Opinión

El ‘Caleuche’ o el mito de Chiloé

“Es el anuncio de su perdición. Otras veces, en las caletas tranquilas iluminadas por la luna, llega silencioso y como suspendido sobre las aguas. Los pescadores huyen y se refugian en sus casas.  Si alguno se ha dormido en la ribera o los botes, ya pueden buscarlo a la mañana siguiente, que no hallarán jamás. El ‘Caleuche’ recluta sus tripulantes entre los hombres que se entregan al sueño o al ensueño. Cada Barco de la Muerte” leemos en las hermosas páginas escritas por el geógrafo e historiador chileno Benjamín Subercaseaux en el ya clásico libro ‘Chile o una loca geografía’, Editorial Universitaria, 6º edición, Santiago de Chile, abril de 1988.

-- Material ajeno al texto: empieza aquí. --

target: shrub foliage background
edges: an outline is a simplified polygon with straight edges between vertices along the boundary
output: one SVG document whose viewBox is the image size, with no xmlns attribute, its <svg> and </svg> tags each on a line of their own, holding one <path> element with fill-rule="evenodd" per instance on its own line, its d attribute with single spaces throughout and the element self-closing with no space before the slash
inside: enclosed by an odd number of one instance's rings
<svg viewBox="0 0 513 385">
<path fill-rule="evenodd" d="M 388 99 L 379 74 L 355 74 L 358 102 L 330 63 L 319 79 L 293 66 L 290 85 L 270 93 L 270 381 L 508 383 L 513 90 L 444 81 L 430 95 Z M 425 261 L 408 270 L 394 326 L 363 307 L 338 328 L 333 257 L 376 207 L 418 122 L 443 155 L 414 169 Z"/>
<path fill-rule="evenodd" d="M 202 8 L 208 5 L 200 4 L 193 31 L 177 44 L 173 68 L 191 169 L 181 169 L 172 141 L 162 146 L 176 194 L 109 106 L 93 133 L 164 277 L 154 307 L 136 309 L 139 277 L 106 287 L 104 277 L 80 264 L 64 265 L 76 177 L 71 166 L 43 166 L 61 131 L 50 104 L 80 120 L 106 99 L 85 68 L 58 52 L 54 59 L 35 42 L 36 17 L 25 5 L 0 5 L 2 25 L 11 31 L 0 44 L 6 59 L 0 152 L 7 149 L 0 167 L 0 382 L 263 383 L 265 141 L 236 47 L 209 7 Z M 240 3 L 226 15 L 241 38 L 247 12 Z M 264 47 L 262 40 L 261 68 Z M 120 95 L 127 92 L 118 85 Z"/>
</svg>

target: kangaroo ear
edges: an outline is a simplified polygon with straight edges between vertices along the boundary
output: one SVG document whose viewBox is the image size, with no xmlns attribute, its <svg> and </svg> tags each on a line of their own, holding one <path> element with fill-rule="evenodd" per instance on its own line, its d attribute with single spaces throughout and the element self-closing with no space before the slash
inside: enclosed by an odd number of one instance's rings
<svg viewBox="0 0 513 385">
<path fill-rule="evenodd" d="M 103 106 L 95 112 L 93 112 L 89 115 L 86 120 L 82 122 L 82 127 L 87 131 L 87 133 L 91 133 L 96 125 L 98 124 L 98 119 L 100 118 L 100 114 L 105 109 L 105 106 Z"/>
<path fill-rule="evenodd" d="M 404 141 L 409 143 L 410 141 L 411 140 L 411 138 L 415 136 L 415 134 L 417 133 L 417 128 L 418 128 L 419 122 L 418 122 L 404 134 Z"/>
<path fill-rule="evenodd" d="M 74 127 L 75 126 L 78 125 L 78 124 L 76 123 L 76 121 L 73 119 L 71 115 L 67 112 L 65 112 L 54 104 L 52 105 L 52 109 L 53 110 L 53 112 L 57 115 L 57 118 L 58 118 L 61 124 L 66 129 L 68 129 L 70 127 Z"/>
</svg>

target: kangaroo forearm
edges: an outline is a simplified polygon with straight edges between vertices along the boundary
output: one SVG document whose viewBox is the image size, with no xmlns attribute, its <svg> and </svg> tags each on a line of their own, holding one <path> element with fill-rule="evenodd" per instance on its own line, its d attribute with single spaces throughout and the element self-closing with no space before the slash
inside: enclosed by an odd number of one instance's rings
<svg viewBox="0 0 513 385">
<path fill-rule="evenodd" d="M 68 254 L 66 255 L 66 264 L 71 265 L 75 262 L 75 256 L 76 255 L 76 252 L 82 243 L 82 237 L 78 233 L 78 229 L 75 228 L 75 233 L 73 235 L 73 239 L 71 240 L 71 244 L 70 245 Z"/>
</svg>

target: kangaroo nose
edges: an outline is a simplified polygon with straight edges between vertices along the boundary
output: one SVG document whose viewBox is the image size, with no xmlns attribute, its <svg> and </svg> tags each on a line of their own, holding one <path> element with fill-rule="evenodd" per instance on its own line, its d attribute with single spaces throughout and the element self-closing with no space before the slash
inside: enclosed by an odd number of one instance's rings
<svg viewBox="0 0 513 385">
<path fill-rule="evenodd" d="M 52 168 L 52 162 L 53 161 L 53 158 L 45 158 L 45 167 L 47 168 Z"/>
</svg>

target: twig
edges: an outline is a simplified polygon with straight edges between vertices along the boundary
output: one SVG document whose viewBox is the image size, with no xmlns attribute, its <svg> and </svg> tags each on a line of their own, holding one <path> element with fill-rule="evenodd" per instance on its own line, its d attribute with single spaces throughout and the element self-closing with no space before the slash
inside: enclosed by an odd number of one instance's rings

El ‘Caleuche’ o el mito de Chiloé

En verdad, los naufragios acontecen en estos borrascosos mares, entre los escollos que nunca perdonan. Claro que los mitos esconden no poco de la realidad, de modo que el ‘Caleuche’ –también la figura de ‘El Barco Fantasma’ –manifiesta lo necesario y lo inexorable. ¡Ambigua etimología de Chiloé! Ante este maravilloso encaje paraguayo de ‘ñanduty’ que es Chiloé evocamos a los indios de un marcado tipo polinésico: son bajos, robustos, elevados de pecho y cortos de cuello. De fino carácter, dóciles, muchos de ellos se mezclaron con españoles. Así, pues, podríamos referirnos a un ‘chilote’ simpático y amante de la paz. El caso es que Chiloé se ha transformado en el ‘finis terrae’ de Chile. El primer camino que unió Ancud y Castro fue labrado en aquella selva por el indio Caicumeo. Con la propiedad muy dividida, el ‘chilote’ es dueño de su parcela pintoresca de distintos colores, según los cultivos. Las heredades suelen estar en la costa, alternando su vida agrícola con la pesca. La aldea de Chonchi semeja una aglomeración lacustre, con sus casitas de madera –como palafitos– edificadas sobre pilotes, ya carcomidos por el salitre de las aguas.

Insólitos fenómenos ocurren en esta isla de Chiloé. Los nativos que habitan en algunas regiones pobres emigran al continente, donde realizan tareas agrícolas. Por otra parte, en cambio, se instalan colonos extranjeros en la isla con la intención de explotar aquellas tierras. Recordemos cómo en 1985 el Gobierno chileno condujo 620 familias que situó en heredades destinadas para ello. Ante la selva, muchos retrocedieron, volviendo a su tierra. M ás otros perseveraron, entre los que se encontraba una colonia escocesa, prosperando a costa del ímprobo coraje. Son las colonias en pleno centro de Chiloé, próximas al lago Huillinco o en la vecindad de Cucao.

Tan laberíntica era la selva y tan adversa la lucha de estos colonos –como nos refiere Mc Bride–, que con frecuencia se extraviaban en medio de sus trabajos. Se dio el caso de dos hombres, separados por una leve espesura, que tardaron dos días en reunirse, pese a que recíprocamente oían sus propias voces. Al igual que en los bosques del ‘País de los Espejos Azules’, sucede aquí, en Chiloé. Lo único que en estos territorios empapados de pertinaces lluvias, todo el boscaje resiste al fuego. He ahí los alerces, algunos de 50 metros de altura y hasta 8 metros de circunferencia. Los olmos –nombrados ‘muermos’–, los cipreses, robles y avellanos deben ser trabajados esforzadamente a golpes de hacha. Ancud es un histórico paisaje de la vieja San Carlos. La ciudad de Castro, al fondo de un risueño fiordo.